Studio manager Sarah Zeitler says the growing sophistication of live-music productions means there’s a need for larger production rehearsal facilities and access to a wider array of support companies. “Pyro, automation, hydraulics, lighting — it’s all getting more spectacular, and all of this is part of a modern high-end concert experience,” she says. She calls Rock Lititz a ‘blank canvas’ for production designers’ and artists’ visions for those spectacular stages, with the forthcoming hotel an acknowledgement of how complex productions have become: the typical production stay there is about 12 days.
In addition to their ownership stake in Rock Lititz, Clair built a 3500-square-foot rehearsal studio into their offices in Nashville last year, which uses and is named for Clair’s own S4 live-sound system. The company are also extending their backline rentals business from current locations in suburban New York City and Philadelphia into Nashville, where it will go up, when it arrives sometime later this year or early next, against SIR’s operations there. The backline expansion is being driven to some extent by Clair’s acquisitions of other, smaller backline providers, like GTO Live, in recent years. But the primary driver, says James Hammer, Clair Global’s marketing coordinator, is the seismic shift away from recorded music and towards live production. “Live music is getting more spectacular, and artists at all levels need spaces where they can create those kinds of shows,” he says.

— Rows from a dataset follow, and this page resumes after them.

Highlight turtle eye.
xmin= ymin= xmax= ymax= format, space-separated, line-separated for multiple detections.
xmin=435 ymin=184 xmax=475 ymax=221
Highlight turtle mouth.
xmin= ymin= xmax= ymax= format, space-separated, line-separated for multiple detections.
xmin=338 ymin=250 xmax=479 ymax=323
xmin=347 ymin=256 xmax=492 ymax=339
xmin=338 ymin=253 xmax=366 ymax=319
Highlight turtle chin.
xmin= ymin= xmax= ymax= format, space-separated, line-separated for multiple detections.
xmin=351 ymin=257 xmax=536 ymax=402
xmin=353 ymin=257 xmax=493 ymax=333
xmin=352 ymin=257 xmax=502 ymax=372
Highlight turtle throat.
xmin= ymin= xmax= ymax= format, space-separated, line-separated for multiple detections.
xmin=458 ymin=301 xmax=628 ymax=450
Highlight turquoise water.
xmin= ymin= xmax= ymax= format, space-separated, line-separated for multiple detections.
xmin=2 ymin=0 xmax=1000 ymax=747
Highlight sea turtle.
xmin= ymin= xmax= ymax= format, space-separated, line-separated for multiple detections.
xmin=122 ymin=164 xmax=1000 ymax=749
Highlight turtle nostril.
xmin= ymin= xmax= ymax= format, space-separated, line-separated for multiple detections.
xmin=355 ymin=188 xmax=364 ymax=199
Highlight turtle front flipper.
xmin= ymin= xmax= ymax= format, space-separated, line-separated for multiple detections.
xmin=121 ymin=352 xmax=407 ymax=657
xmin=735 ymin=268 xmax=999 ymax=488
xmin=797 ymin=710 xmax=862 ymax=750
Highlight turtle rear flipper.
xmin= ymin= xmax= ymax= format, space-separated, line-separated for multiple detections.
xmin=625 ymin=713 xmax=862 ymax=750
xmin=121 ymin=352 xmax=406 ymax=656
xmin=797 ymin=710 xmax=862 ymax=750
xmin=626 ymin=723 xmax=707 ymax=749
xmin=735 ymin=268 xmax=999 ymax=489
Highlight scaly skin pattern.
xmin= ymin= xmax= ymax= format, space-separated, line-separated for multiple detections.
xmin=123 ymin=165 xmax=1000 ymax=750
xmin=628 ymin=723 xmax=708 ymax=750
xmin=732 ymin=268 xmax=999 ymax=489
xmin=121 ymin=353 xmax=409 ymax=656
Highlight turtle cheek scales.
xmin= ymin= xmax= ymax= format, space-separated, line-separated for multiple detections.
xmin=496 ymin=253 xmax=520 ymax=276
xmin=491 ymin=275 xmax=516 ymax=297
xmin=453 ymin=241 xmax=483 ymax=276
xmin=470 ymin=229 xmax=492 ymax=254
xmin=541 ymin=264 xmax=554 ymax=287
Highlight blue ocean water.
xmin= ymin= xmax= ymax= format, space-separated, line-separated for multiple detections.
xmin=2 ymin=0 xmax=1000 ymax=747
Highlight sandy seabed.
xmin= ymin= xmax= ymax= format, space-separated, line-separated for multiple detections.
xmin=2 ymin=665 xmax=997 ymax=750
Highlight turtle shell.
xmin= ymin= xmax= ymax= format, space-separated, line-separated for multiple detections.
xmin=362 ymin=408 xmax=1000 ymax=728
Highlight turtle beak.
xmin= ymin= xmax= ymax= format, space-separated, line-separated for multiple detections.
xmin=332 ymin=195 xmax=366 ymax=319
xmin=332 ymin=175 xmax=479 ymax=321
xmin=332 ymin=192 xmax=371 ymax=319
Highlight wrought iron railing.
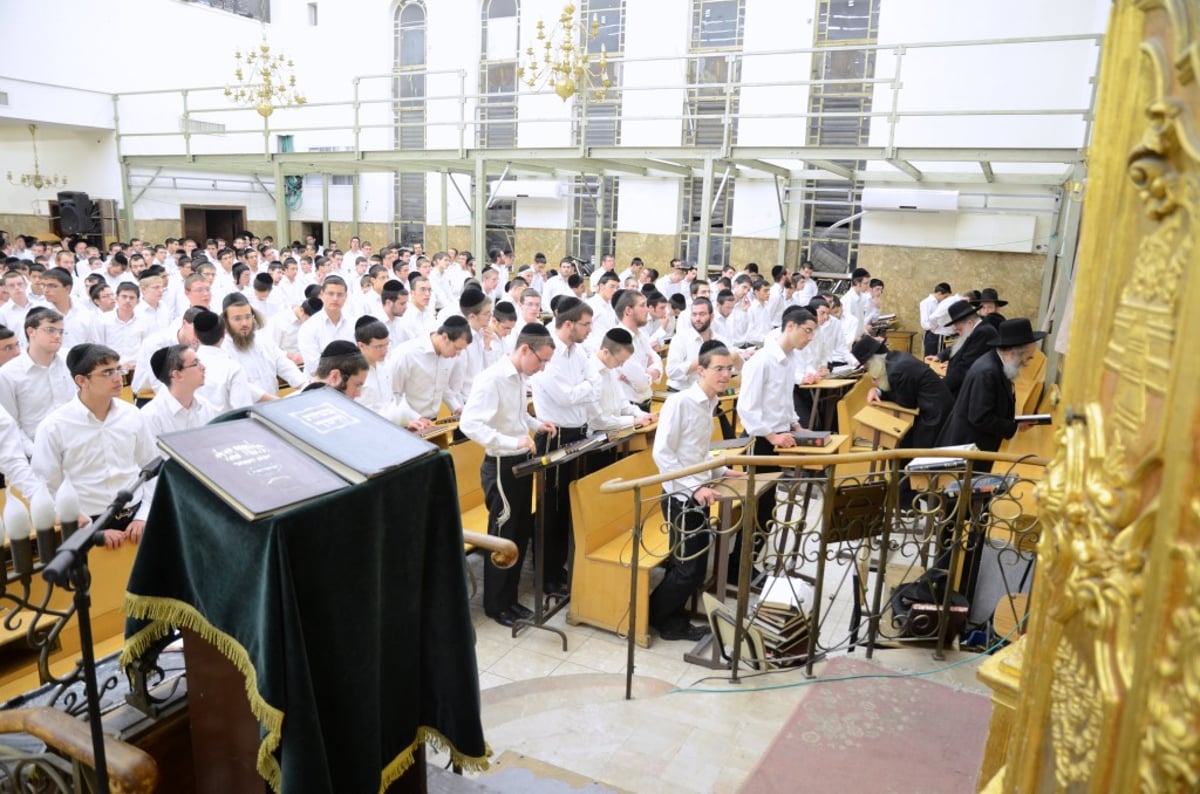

Nashville’s Soundcheck, which has become ground zero for scores of major tours in all genres, leverages a local infrastructure of touring services — much of it built up over the last 60 years of country music, which historically spends much of its life on the road — in which anything from a sound system as well as someone to mix it to a tour bus and someone to drive it are all within shouting distance. (Bus builders Hemphill Brothers and Diamond Coaches are both based there.) Rock Lititz, on the other hand, can be viewed as that same infrastructure, purpose-built, customised for a dynamically changing music business. Both of them and other rehearsal venues represent an inflection point in the industry.
With live music expected to continue to be the main revenue source for music into the future, the role of the rehearsal studio will continue to evolve, and the facilities will likely continue to increase in number and offerings to meet that demand. But they will have to do so in a changed environment. As Fort Knox’s Kent Nielsen puts it, these facilities will have to be “part of a coming wave of efficiency in the music business”. Musicians will be self-contained artistic and business entities, looking to these new rehearsal agoras to provide a menu of services they can choose from as they pick their way through a landscape no longer paved by the machinery of major record labels. Rehearsal facilities will be subject to the same real-estate vicissitudes that recording studios are now pressured by, but their capital costs could be far less, helped by brands that are happy to have them place their equipment, at cost or for free, in front of a constant stream of potential customers. They’ll also have to find ancillary ways to use their spaces and services, such as for event production, as many now do.
Between large players like Soundcheck, SIR, Fort Knox and Clair Global, the sector has seen millions of new dollars pour into facilities and services just in the last few years. That assures one thing: ‘rehearsal’ is ready to put on quite a show.